DIVING NEWS

Rare ‘ghost’ shark surprises divers

Picture: Alan Chng.

Scuba divers have encountered what they believe is the first white-coloured grey nurse shark ever seen in Western Australia – and possibly the entire continent. 

Video footage of the female shark was captured by Alan Chng while on his first shark dive on 21 May, and later posted on YouTube.

Chng was on a boat-dive with a group from Fremantle dive-school Bucket List Diver. They were off Rottnest Island, a nature reserve near Perth, at a site rarely dived because of often-challenging conditions there. The shark was spotted while the divers were at a depth of around 28m.

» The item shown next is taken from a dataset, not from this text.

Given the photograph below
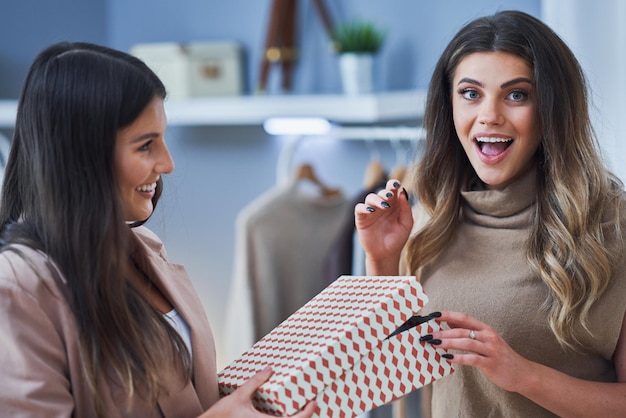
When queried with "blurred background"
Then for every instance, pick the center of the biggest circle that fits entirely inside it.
(223, 166)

Chng said that initially the shark was immobile and he had thought it was dead. He realised the significance of its colouration only later, from the excitement of the dive professionals on the boat.

The shark is believed not to be fully albino but “leucistic”, or partially unpigmented. The divers reported seeing faint spots of colour on its flanks, and its eyes had dark rather than pink pupils.

Both albinism and leucism are rare genetic conditions in wild animals. When it occurs it makes young animals stand out and more vulnerable to predators, so they rarely mature to adulthood.

Bucket List Diver said the shark was the smallest at the site so they had assumed it to be a juvenile. Experts later stated that although there had been instances of white wobbegongs and smooth rays in Western Australia, a white grey nurse shark appeared to be a first.

27 May 2021

The shark was assigned the reference number F217 and Bucket List Diver has been canvassing help in choosing a name, with Moonshine, Casper and Ghost the leading suggestions so far.

The grey nurse shark, Carcharias taurus, is known elsewhere in the world as the sand tiger or spotted ragged-tooth shark. Australia has two distinct populations: on the east coast, where the sharks are listed as Critically Endangered, and on the west coast, where they are considered Vulnerable.

Although never implicated in a fatal attack on humans, grey nurse sharks are still hunted for sport or on the assumption that they are dangerous. The divers reported seeing a number carrying hooks in their mouths and gills on the dive.